No quiero releer esas notas fragmentarias, por temor no a su novelesca longitud sino a reencontrarme con la angustia, oculta tras las palabras de una chica de apenas veinte años cuyos primeros síntomas de embarazo se manifestaron al día siguiente de la marcha de Tumchuq, poco antes de escribir esas anotaciones. Todavía era de noche cuando me despertó la afluencia de una sustancia ácida, ligeramente picante, que subía del fondo de mi garganta. Un corte de luz convirtió mi perplejidad en pánico. No tardé en levantarme para encender a tientas las velas que guardaba en previsión de esos apagones. Reprimiendo las ganas de vomitar, saqué mi diario y me puse a escribir, al principio a vuelapluma, a la oscilante luz de las velas, empeñadas en no aguantarse de pie. Al final, una de ellas cayó al suelo, y al recogerla me sentí sacudida por un torrente cálido que quería escapar de mi boca; fue tan violento que todas las velas temblaron y se apagaron una tras otra. Estaba de rodillas, en medio de una oscuridad como si me hubiera quedado ciega, aferrada con ambas manos al borde de la mesa, esforzándome en carraspear hasta hacerme daño, pero, curiosamente, no vomité. El torrente ácido había refluido. Sólo era un aviso. Mas me dejó una huella tan desagradable que, para librarme de ella, por ridículo que parezca, me lancé sin pensarlo a escribir recuerdos, que se hilvanaron muy deprisa en larga retahíla, en río de palabras francesas, dulces como el aliento materno. No me atrevía a parar, ni siquiera para fumar, por miedo a que volviera a asaltarme aquel misterioso flujo ácido, o simplemente para huir de la realidad. Guiada por ese impulso, me prometí no olvidar el menor detalle y no levanté los ojos del cuaderno más que para sacar punta a los lápices, que disminuían a una velocidad asombrosa a medida que pasaban las páginas. El temido síntoma no se repitió en dos semanas. Seguí escribiendo, sin descansar más que para comer algo y dormir un rato, porque deseaba permanecer en el universo de Tumchuq, mantener el contacto con él —llevaba fuera tres semanas, veintiún días sin dar noticias—, hacerle compañía día y noche, estuviera donde estuviese.
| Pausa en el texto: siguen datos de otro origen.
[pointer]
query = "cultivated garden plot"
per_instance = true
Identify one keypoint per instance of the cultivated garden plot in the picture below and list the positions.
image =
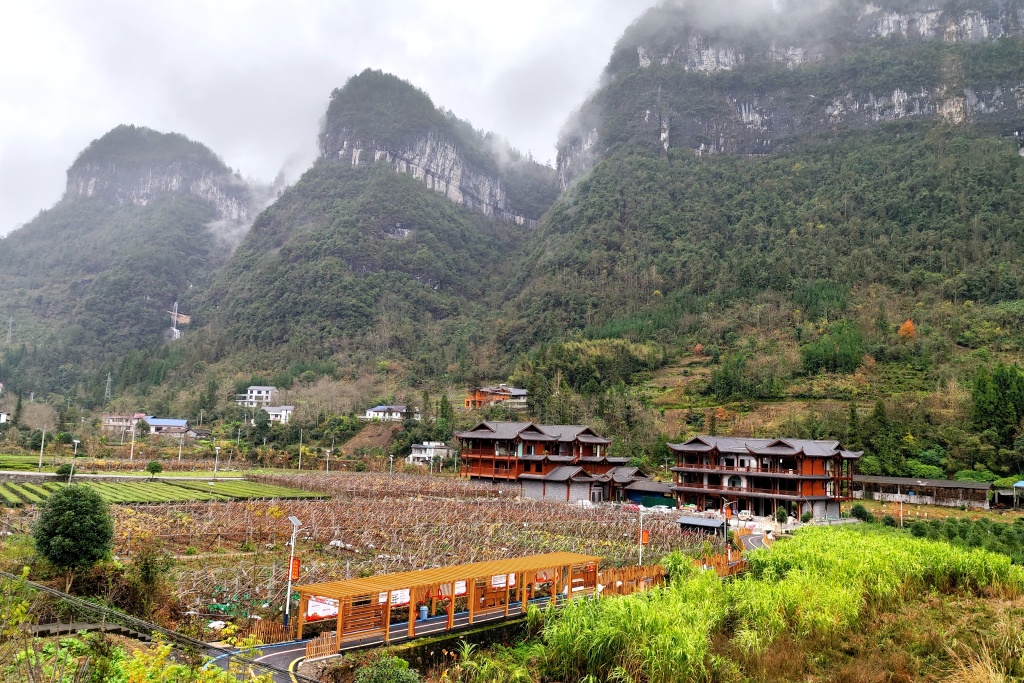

El 28 del pasado mes, la víspera del Año Nuevo chino, que Tumchuq debía celebrar con su padre, ascendido tras la muerte de Mao a la categoría de porquero y eximido al fin del trabajo en los pozos de gemas, rechacé, por razones que ignoro, las invitaciones a las veladas organizadas por mi universidad y la embajada francesa. Cené sola en compañía de mi diario, encerrada en mi habitación, por muda solidaridad con aquel «hijo piadoso». Inclinada sobre el papel para escribir sobre Tumchuq, su padre y su colonia penitenciaria, me daba la impresión de estar con ellos en aquella parte de China, prohibida a los extranjeros.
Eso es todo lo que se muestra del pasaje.